There's been huge protest against the Korean government's decision to resume importing American beef. Thousands of people have been holding candlelight vigils across the country, asking the government to withdraw the agreement with the U.S., which was reached just in time when the Korean president was on his first trip to the U.S.

People may be overly concerned about American beef and mad cow disease, but their fears are ligitimate, since their health is at stake. But public health is probably the last thing politicians care about at the moment. The pro-business, pro-American president must have wanted to get the beef issue out of his way so he can move on and talk with the U.S. about ratifying the FTA as quickly as possible.

Indeed, the FTA was all he talked about during his trip to the U.S. And the news of the beef agreement, which was signed in Seoul, was privately broken to the president first when he was in the U.S., even before the negotiations offcially wrapped up and before any of the Korean media got hold of it. A reporter who followed the president at the time in Washington said the president and the Korean delegates drew a cheer from the American crowd while relaying the news, and put an embargo on the news.

The ruling party is blindly supporing the president, although they were the ones who opposed the resumption of American beef imports when the previous government was under pressure from the U.S. Back then, they said bringing in American beef could seriously jeopardize public health, but it has become clear now that all they wanted was just to bash the then leftist president and administration, because that's the way Korean politics works - all that matters is which party you belong to, no matter what ideas and values your party represents, and flipping sides isn't that big of a deal.

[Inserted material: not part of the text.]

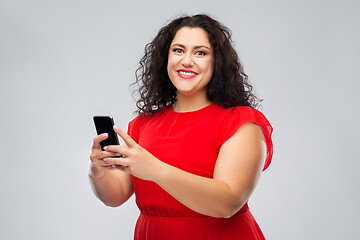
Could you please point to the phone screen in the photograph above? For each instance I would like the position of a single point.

The current opposition parties are just doing that. Are they criticizing the government because they worry about people? Some may do, but I doubt that's the sole motive. They are attacking the government because they are on the opposition side, and they've been taking advantage of the deteorating public sentiment against the government amid mounting fears of mad cow disease.

Talking about people's fears of American beef, there's another side to this issue. Such fears are valid to some extent, but the problem is that the fears in large part were created by groundless and non-scientific hearsay about the danger of American beef that the Korean media spread. And the result is near paranoia about eating American beef.

This is a classic case of how statistics and scientific studies can fool you. One example: a broadcast station aired a documentary, saying how dangerous it is to eat American beef, especially for Koreans. It cited some statistics showing all of the British people who got mad cow disease had a certain type of genes, which 90-something percent of Koreans have. Therefore, Koreans are more likely to get mad cow disease than any other races. In response, the government claims, backed up by some doctors and health experts, that just because those Brits and Koreans have the genes, it doesn't mean Koreans will get mad cow disease more easily.

At this point, the truth doesn't matter to them any more. What matters to them is spotting flaws in each other's argument, and win the debate, using all those stats and obscure studies. And while they are at it, the public is out there on the streets, begging to be part of the game.